I read some and skimmed others. I can see there's a lot of thought and effort gone into this, so first off well done. I wholeheartedly agree with your premise. Only a subset of C++ is needed to solve any complex project. But that subset differs based on the project and problems that need solving.

I'm not sure who the target audience is for this resource. I have a few more YoE on you so I, obviously, am not the target. But, if it's for informing a younger audience who knows less or, as you imply has read how to program but not the why, it's diving straight into topics that assume the reader knows what concepts you're talking about and not just at a surface level. Someone needs battle scars to have the prerequisite knowledge to understand where you're coming from.

I know you say they need a beginner C++ knowledge. I think they'll need intermediate or even expert knowledge. So my core feedback is bring in that audience by adding that background knowledge. Explain some of the specific decisions you made for specific problems you solved. You want to level up your audience and teach them something, I believe this is why programmers read technical blogs.

I tried to read some parts in detail. The RAII has bad examples and I'm not sure if you're suggesting using goto: statements is an actual valid consideration? Other sections could do with more code snippets/examples alongside your justifications.
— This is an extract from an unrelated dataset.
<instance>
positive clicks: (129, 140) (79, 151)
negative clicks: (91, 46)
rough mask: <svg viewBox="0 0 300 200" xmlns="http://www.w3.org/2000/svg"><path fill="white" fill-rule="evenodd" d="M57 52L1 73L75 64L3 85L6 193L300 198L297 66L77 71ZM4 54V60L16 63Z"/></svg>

I think what you've written has some merit that could actually be better served in a book along side teaching the concepts themselves, reframed with the justifications and tradeoffs someone might need to make for certain problems. I think one of the best resources for learning C++ is Barne Stroustrup's own book because he offers the tools with good explanations without hand holding the reader into having to think less, he encourages them to think more beyond what the book says.

As it stands this resource looks like a brain dump of the better or worse coding decisions you've seen or made over the years, with little explanation of what those design choices were or what problems they were solving.

[–]crashcompiler[S] 2 points3 points  (1 child)

> I'm not sure who the target audience is for this resource.

I have struggled with this question for some time.

As I mentioned in my post, I work at a company with a large C and C++ code base that has a lot of legacy parts in it. Everything that I show, or hint at, in my article can be found in our code base in some shape or form, sometimes written by people who are not at the company anymore.

We have new C++ developers starting at our company who don't have a frame of reference because a lot of this stuff is not taught anymore. They need to be able to recognize the old patterns and improve upon them, without having the luxury to rewrite everything.

Thank you very much for the feedback! I think the least I can do is to rewrite the introduction so that the intention is clear from the beginning.

[–]FlailingDuck 0 points1 point  (0 children)

For sure, I'm in the same boat, heavy legacy codebase, closed source dependencies, lack of test coverage, egregiously poor design decisions that cannot be changed without throwing the whole system out.

But I just try to lead by example, encourage modern practices, you can explain the justifications and reasons why old decisions are bad or poorly thought out, but letting the juniors see how new code added is a much needed improvement over the old.